Tasks

1. Research And Audit

• 1.1 Client matrix audit: current MCP outputs versus ChatGPT, Claude, Codex, content-only, resource-less, and resource-materializing clients.
• 1.2 Handle semantics audit: pdpp://record, pdpp://field-window, resource templates, resources/read, read_record_field, and fetch compatibility.
• 1.3 REST and CLI parity audit: search evidence windows, field/window reads, projection, fetch, export, and docs.
• 1.4 Large-data/export audit: large text, JSON fields, blobs, stale handles, binary fields, and materialized-file risks.
• 1.5 Setup/docs audit: package README, tool descriptions, server instructions, hosted metadata, and user-visible error recovery.
• 1.6 Store durable research synthesis under docs/research/.

2. Contract

• 2.1 Create OpenSpec change from the audit results.
• 2.2 Add durable requirement deltas for client-visible evidence, handles, continuation, export, and parity.
• 2.3 Validate complete-mcp-slvp-surface --strict after implementation updates.

3. Failing Tests

• 3.1 Add hostile-client matrix tests that fail on invisible-only evidence. (content-only on real RS envelope, resource-less tool-args fallback, file-materializing inline guard)
• 3.2 Add no-dead-end continuation tests for visible handles.
• 3.3 Add REST search evidence envelope tests. (evidence_excerpt field_window_read continuation)
• 3.4 Add CLI bounded field-window read tests. (+ CLI search preserves evidence descriptors)
• 3.5 Add large-text multi-window continuation tests.
• 3.6 Add large-field/blob/export escalation tests. (binary metadata-only, JSON bounded preview + fetch projection, large-text bounded window)
• 3.7 Add setup/docs/tool-instruction invariants.
• 3.8 Add record-resource and field-window resource/tool equivalence tests.

4. Implementation

• 4.1 Implement handle semantics and model-callable continuations. (handle_semantics: 'live_lookup'; canonical base64url pdpp://record URI accepted by read_record_field/fetch/resources_read — live blocker B2)
• 4.2 Tighten package docs, hosted docs, tool descriptions, and server instructions.
• 4.3 Implement CLI bounded field-window read.
• 4.4 Implement REST evidence parity. (server evidence_excerpts surfaced in visible MCP search content — live blocker B1; REST excerpt read continuation; CLI passthrough)
• 4.5 Implement large-text multi-window visible continuations.
• 4.6 Implement JSON/blob/export metadata and escalation behavior. (json_fields bounded preview + fetch projection; binary metadata-only)
• 4.7 Implement revision or typed stale-handle semantics. (handle_semantics: 'live_lookup' typed contract on every ladder entry + field-window resource)

5. Verification

• 5.1 Run read-evidence tests. (11/11)
• 5.2 Run MCP server tests. (165/165)
• 5.3 Run hosted MCP OAuth/reference tests.
• 5.4 Run REST/CLI parity tests. (cli read 9/9; rs-search 98/98)
• 5.5 Run export/large-data tests. (hostile-client large-field/blob/JSON escalation)
• 5.6 Run openspec validate complete-mcp-slvp-surface --strict.
• 5.7 Run openspec validate --all --strict.
• 5.8 Run git diff --check.
• 5.9 Merge to main only after green gates and review.
• 5.10 Deploy with live-stack mutex and smoke deployed revision. (v0.15.0-4-g72df54ec1)
• 5.11 Run fresh ChatGPT client retest and record result under docs/research/.

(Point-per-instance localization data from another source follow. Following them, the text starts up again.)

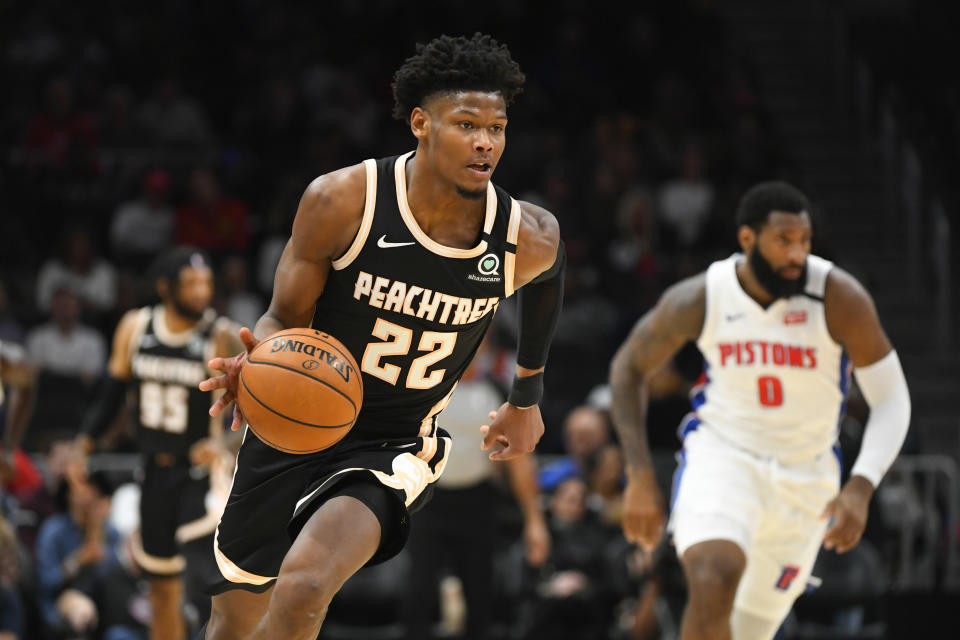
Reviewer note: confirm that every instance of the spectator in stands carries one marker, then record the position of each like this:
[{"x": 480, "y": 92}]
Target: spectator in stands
[
  {"x": 118, "y": 129},
  {"x": 458, "y": 529},
  {"x": 605, "y": 483},
  {"x": 585, "y": 431},
  {"x": 64, "y": 346},
  {"x": 234, "y": 297},
  {"x": 143, "y": 227},
  {"x": 78, "y": 267},
  {"x": 10, "y": 328},
  {"x": 686, "y": 202},
  {"x": 11, "y": 604},
  {"x": 572, "y": 597},
  {"x": 74, "y": 547},
  {"x": 211, "y": 220},
  {"x": 60, "y": 138},
  {"x": 172, "y": 119}
]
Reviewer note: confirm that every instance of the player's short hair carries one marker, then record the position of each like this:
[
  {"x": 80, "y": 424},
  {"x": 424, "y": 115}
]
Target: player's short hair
[
  {"x": 170, "y": 262},
  {"x": 762, "y": 199},
  {"x": 448, "y": 64}
]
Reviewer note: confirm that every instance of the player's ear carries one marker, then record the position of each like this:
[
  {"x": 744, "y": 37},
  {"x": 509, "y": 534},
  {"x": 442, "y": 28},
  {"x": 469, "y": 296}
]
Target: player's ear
[
  {"x": 420, "y": 123},
  {"x": 747, "y": 237}
]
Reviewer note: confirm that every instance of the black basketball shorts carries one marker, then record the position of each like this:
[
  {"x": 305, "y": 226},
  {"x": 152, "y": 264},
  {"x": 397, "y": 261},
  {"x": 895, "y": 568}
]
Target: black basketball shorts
[
  {"x": 275, "y": 493},
  {"x": 175, "y": 509}
]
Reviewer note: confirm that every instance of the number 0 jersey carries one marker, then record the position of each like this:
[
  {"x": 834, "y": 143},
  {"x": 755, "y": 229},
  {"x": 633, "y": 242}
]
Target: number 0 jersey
[
  {"x": 775, "y": 382},
  {"x": 410, "y": 310},
  {"x": 170, "y": 412}
]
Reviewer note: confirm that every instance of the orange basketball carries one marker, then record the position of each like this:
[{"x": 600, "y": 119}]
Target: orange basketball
[{"x": 300, "y": 390}]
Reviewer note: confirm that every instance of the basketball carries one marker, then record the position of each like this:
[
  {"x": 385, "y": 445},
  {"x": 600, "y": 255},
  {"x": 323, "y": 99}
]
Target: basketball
[{"x": 300, "y": 390}]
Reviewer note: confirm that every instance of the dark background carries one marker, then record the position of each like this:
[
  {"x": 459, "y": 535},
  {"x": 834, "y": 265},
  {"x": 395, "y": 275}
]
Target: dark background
[{"x": 639, "y": 127}]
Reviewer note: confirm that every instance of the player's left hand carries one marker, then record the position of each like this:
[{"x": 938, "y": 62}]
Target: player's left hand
[
  {"x": 512, "y": 431},
  {"x": 229, "y": 380},
  {"x": 849, "y": 512}
]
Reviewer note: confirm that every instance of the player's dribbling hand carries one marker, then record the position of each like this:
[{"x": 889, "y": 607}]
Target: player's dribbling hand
[
  {"x": 512, "y": 431},
  {"x": 849, "y": 512},
  {"x": 642, "y": 509},
  {"x": 231, "y": 370}
]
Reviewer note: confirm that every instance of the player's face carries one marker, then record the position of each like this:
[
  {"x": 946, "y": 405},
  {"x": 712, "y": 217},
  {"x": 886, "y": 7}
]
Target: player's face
[
  {"x": 778, "y": 255},
  {"x": 194, "y": 291},
  {"x": 465, "y": 135}
]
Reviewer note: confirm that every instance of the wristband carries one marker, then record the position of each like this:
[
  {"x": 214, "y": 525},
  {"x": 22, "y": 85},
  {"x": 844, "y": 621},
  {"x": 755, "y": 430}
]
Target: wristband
[{"x": 526, "y": 392}]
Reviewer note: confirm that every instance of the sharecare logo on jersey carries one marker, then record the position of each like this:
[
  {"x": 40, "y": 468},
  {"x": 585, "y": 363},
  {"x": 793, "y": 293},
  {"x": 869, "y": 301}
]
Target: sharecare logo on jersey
[
  {"x": 489, "y": 264},
  {"x": 762, "y": 352},
  {"x": 411, "y": 300}
]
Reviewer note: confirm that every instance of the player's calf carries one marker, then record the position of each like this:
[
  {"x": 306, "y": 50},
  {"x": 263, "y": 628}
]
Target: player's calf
[{"x": 713, "y": 570}]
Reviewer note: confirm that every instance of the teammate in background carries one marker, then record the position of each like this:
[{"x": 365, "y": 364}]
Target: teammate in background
[
  {"x": 159, "y": 353},
  {"x": 403, "y": 259},
  {"x": 19, "y": 377},
  {"x": 756, "y": 491}
]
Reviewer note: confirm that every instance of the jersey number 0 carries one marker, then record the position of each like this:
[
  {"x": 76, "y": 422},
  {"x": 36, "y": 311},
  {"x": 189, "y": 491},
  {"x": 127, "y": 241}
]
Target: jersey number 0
[{"x": 396, "y": 342}]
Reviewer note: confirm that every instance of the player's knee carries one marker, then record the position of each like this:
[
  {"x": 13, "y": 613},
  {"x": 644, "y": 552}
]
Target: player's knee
[
  {"x": 166, "y": 588},
  {"x": 712, "y": 575},
  {"x": 305, "y": 589}
]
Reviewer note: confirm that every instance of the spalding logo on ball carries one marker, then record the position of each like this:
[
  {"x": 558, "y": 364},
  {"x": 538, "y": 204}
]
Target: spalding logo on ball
[{"x": 300, "y": 390}]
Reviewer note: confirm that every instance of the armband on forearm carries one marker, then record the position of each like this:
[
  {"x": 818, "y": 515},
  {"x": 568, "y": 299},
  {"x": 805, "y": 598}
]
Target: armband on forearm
[
  {"x": 540, "y": 304},
  {"x": 526, "y": 392}
]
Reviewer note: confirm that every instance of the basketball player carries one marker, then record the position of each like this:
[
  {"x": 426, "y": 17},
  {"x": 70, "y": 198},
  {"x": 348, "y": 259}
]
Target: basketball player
[
  {"x": 405, "y": 260},
  {"x": 159, "y": 353},
  {"x": 756, "y": 491}
]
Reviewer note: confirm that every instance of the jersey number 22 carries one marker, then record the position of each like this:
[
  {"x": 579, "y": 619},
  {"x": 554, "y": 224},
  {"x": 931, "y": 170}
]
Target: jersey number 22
[{"x": 437, "y": 345}]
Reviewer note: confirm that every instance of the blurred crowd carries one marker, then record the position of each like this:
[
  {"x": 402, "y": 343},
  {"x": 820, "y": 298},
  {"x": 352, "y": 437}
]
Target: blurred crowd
[{"x": 123, "y": 132}]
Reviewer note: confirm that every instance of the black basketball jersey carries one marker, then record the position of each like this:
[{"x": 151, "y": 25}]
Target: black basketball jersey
[
  {"x": 410, "y": 310},
  {"x": 170, "y": 412}
]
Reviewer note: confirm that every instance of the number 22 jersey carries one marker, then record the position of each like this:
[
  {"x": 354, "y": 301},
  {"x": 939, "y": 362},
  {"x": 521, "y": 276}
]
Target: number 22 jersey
[
  {"x": 775, "y": 381},
  {"x": 410, "y": 310},
  {"x": 171, "y": 413}
]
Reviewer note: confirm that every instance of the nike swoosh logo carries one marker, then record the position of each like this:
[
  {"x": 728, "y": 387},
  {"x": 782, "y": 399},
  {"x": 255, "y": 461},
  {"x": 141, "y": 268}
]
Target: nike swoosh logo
[{"x": 383, "y": 244}]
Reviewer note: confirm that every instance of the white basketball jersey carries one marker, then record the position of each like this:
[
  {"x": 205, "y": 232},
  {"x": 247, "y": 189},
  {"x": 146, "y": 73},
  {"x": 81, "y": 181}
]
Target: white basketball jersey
[{"x": 774, "y": 381}]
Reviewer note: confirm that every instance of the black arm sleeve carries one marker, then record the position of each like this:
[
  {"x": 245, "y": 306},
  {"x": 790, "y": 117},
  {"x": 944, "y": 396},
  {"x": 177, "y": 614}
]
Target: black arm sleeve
[
  {"x": 540, "y": 302},
  {"x": 104, "y": 409}
]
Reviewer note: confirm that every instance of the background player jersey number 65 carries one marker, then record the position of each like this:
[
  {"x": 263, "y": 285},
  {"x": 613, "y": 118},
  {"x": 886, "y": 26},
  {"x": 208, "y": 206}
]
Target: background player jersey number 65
[
  {"x": 164, "y": 406},
  {"x": 437, "y": 345}
]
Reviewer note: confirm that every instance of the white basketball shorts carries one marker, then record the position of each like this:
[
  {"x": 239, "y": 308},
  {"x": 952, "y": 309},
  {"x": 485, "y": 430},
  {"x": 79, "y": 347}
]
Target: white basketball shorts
[{"x": 770, "y": 510}]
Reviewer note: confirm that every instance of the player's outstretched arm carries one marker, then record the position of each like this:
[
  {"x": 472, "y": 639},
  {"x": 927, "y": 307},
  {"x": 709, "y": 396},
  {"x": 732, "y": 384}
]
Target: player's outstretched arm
[
  {"x": 327, "y": 220},
  {"x": 853, "y": 322},
  {"x": 540, "y": 261},
  {"x": 676, "y": 319}
]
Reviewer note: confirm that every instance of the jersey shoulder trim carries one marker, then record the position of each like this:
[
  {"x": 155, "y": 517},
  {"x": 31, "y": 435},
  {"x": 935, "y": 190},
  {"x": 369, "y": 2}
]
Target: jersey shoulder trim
[
  {"x": 410, "y": 221},
  {"x": 140, "y": 327},
  {"x": 180, "y": 338},
  {"x": 369, "y": 205},
  {"x": 817, "y": 271}
]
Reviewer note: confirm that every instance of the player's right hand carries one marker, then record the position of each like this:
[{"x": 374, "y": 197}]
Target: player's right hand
[
  {"x": 642, "y": 509},
  {"x": 231, "y": 370}
]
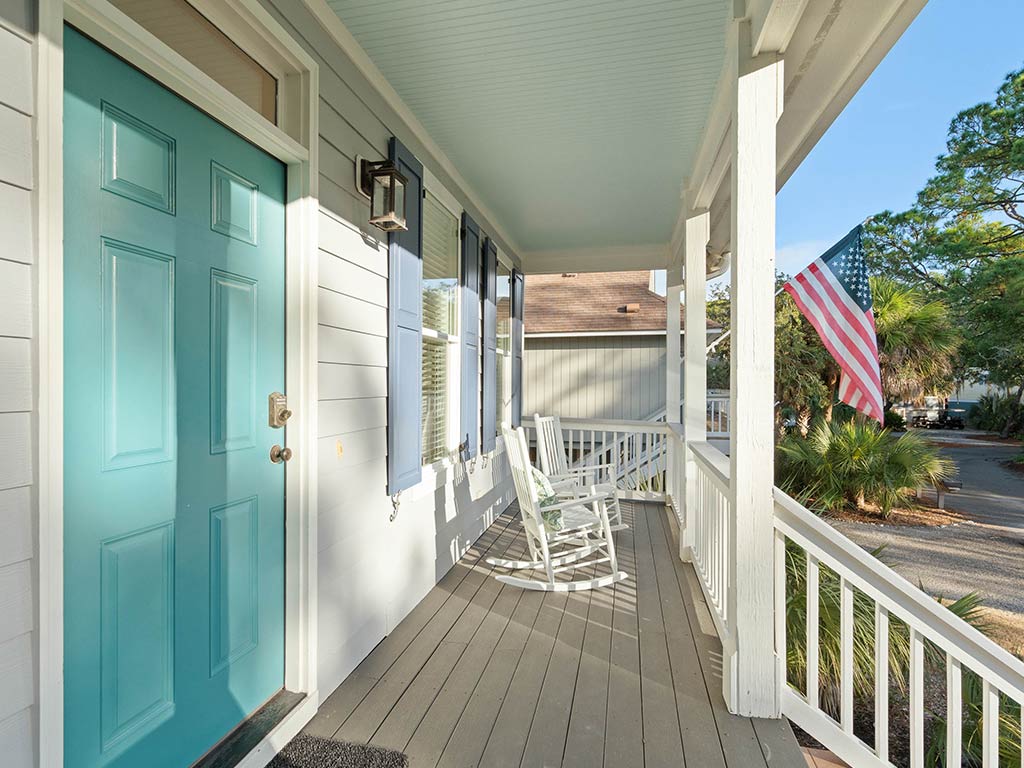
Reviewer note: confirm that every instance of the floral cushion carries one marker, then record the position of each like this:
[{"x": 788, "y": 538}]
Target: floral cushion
[{"x": 546, "y": 497}]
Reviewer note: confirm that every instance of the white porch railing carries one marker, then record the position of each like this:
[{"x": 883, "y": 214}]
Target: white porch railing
[
  {"x": 937, "y": 639},
  {"x": 711, "y": 537},
  {"x": 828, "y": 572},
  {"x": 718, "y": 416}
]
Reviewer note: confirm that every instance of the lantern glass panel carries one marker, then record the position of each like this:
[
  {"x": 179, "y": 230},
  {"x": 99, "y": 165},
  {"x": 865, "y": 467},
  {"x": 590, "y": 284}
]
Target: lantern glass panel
[
  {"x": 399, "y": 200},
  {"x": 379, "y": 198}
]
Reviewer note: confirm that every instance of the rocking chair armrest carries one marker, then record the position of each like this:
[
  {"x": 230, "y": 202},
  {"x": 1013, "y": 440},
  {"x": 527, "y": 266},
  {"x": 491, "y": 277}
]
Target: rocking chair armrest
[
  {"x": 577, "y": 471},
  {"x": 580, "y": 501}
]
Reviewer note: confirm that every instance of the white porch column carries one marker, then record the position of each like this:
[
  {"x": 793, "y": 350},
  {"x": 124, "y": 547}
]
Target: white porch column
[
  {"x": 751, "y": 682},
  {"x": 673, "y": 361},
  {"x": 696, "y": 231}
]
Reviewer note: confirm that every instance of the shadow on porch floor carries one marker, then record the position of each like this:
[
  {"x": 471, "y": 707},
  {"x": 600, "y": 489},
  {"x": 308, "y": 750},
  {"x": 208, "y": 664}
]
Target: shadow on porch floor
[{"x": 481, "y": 674}]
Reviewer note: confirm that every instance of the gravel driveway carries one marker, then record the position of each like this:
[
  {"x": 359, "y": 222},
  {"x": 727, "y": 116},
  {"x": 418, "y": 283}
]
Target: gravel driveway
[{"x": 984, "y": 555}]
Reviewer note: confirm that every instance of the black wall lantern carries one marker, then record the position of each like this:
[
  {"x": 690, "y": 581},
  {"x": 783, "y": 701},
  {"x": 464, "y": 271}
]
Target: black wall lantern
[{"x": 386, "y": 188}]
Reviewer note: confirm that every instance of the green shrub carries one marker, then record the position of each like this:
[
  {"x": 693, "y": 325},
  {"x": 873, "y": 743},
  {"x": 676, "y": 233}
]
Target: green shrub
[
  {"x": 829, "y": 648},
  {"x": 854, "y": 464},
  {"x": 1010, "y": 729},
  {"x": 992, "y": 412},
  {"x": 895, "y": 421}
]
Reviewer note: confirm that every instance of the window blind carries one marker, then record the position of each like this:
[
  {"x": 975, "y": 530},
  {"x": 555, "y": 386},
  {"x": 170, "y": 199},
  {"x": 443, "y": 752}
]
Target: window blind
[
  {"x": 435, "y": 399},
  {"x": 406, "y": 331}
]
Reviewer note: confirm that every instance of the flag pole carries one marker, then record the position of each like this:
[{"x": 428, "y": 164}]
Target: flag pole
[{"x": 728, "y": 331}]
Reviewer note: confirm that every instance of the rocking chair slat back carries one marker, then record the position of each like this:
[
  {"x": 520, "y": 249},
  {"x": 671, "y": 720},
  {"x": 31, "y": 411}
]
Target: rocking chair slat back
[{"x": 550, "y": 445}]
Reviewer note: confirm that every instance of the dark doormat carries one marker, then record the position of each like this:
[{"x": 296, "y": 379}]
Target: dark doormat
[{"x": 313, "y": 752}]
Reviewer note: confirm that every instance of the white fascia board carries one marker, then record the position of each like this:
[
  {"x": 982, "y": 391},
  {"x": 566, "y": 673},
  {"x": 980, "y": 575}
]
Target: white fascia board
[
  {"x": 347, "y": 42},
  {"x": 592, "y": 334},
  {"x": 603, "y": 259}
]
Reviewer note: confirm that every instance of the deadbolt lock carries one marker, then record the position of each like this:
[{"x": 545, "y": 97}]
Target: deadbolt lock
[{"x": 278, "y": 413}]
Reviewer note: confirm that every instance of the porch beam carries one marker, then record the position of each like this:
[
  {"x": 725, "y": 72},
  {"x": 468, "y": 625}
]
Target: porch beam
[
  {"x": 750, "y": 679},
  {"x": 696, "y": 229}
]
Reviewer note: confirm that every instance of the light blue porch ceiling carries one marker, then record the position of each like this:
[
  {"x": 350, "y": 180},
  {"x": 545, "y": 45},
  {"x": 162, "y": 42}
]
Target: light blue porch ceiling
[{"x": 574, "y": 121}]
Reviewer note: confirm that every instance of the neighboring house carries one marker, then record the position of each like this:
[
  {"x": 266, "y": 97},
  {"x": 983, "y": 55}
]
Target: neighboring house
[
  {"x": 248, "y": 434},
  {"x": 595, "y": 345}
]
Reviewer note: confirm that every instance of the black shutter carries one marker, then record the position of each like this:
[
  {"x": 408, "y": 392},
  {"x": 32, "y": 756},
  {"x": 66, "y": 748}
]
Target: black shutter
[
  {"x": 488, "y": 287},
  {"x": 518, "y": 296},
  {"x": 469, "y": 391},
  {"x": 404, "y": 440}
]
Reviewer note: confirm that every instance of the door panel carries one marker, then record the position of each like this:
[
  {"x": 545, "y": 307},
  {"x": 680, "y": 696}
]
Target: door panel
[{"x": 174, "y": 316}]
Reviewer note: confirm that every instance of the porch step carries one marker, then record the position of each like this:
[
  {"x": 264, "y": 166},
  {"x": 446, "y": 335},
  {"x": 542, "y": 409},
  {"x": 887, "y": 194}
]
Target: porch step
[{"x": 822, "y": 759}]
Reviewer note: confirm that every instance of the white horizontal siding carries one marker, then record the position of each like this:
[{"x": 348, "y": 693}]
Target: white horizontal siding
[
  {"x": 15, "y": 600},
  {"x": 350, "y": 313},
  {"x": 15, "y": 374},
  {"x": 15, "y": 222},
  {"x": 15, "y": 448},
  {"x": 15, "y": 740},
  {"x": 15, "y": 147},
  {"x": 15, "y": 298},
  {"x": 15, "y": 64},
  {"x": 16, "y": 676},
  {"x": 372, "y": 569},
  {"x": 339, "y": 381},
  {"x": 15, "y": 524}
]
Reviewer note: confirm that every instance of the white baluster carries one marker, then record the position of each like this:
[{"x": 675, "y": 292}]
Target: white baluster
[
  {"x": 780, "y": 641},
  {"x": 812, "y": 631},
  {"x": 954, "y": 711},
  {"x": 989, "y": 725},
  {"x": 916, "y": 699},
  {"x": 846, "y": 655},
  {"x": 882, "y": 682}
]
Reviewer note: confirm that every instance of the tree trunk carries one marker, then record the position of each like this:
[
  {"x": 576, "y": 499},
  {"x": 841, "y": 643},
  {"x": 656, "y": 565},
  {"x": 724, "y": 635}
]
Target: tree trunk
[
  {"x": 1014, "y": 416},
  {"x": 832, "y": 383},
  {"x": 804, "y": 420}
]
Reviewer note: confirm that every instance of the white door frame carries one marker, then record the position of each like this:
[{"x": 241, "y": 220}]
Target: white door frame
[{"x": 295, "y": 143}]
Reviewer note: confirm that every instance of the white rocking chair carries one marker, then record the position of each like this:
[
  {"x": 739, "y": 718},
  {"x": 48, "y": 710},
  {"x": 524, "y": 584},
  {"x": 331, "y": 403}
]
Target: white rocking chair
[
  {"x": 573, "y": 481},
  {"x": 583, "y": 540}
]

6. SLVP-Ideal Retest Closeout

• 6.1 Add REST lexical-search regression proving evidence_excerpts.preview_text includes bounded surrounding context, not only the marked query term.
• 6.2 Widen SQLite and Postgres lexical snippets so ordinary matched text is classification-useful in search results.
• 6.3 Remove ordinary read_record_field pdpp://field-window/... resource exposure from model-visible structured output when the explicit read_record_field continuation is the reliable path.
• 6.4 Update hostile-client and server integration tests to assert no dead field-window resource handle is visible on ordinary bounded reads.
• 6.5 Merge, deploy, and live-smoke contextual search evidence plus no visible field-window resource handle before another ChatGPT retest.